The jobs market continues to be robust in both the US and Europe as well. Today’s print of roughly 255k new jobs together with sharp downward adjustments to prior months suggests a stable job market. A cooling jobs market is fine – a collapsing one is not.
We expect BOJ Governor Ueda to use the YCC study period to gradually move off this policy, leading to Yen strength and further reinforcing our weak USD view.
China’s economic rebound continues with robust domestic demand visible in record train trips taken over the May Day holiday. China continues to provide the world with liquidity and has plenty of room to ease policy should it need to do so. It’s interesting that China leads the global economy having been among the least aggressive states in terms of policy stimulus.
Our view remains one of a world where inflation settles back into a slightly higher range than the 2% target as the spread of public – private investment across climate, tech and supply chain realignment creates a dynamic unique to the current cycle that investors ignore at their peril.
MARKETS
Earnings come in BTE, analysts raise their forward estimates, corporate forward guidance is the strongest in years. Should inflation continue to fall profit margins may even expand - something not on anyone’s dance card.
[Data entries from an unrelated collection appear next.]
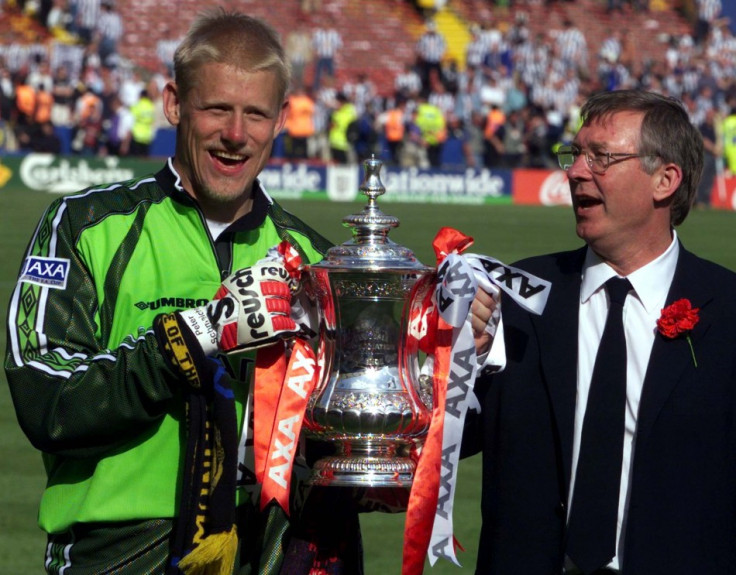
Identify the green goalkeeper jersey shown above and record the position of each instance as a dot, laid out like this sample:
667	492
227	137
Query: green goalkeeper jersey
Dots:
90	386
We posit that time is fast running out for the bearish scenarios to come to fruition. If October was not the low then the bear market is already among the longest in US history. We continue on a journey to a new bull market in global equity led by non US markets both DM and EM.
Our investment shorthand remains the same: Fed on hold = USD weakness = ROW outperformance. Gold had its best monthly close in history – we continue to hold GDX viewing slightly higher inflation as a feature not a bug of the coming years.
We remain OW Equity, UW FI, especially DM Sovereign, seeing no appeal to 10 yr. UST yielding 3.3% given our outlook for no recession and slightly higher inflation. We remain OW Commodities and note that the weakness here puzzles us and is one of the few areas not (yet) confirming our POV.
We have traversed beyond Covid and are now moving beyond its subsequent inflation spike. What comes next is NOT a return to the 2010-2020 period of low growth and low inflation but a period of high nominal growth, blessed by the major CBs and sustained by a global cap ex boom to meet the moment in climate mitigation, tech dispersion & conflict prevention.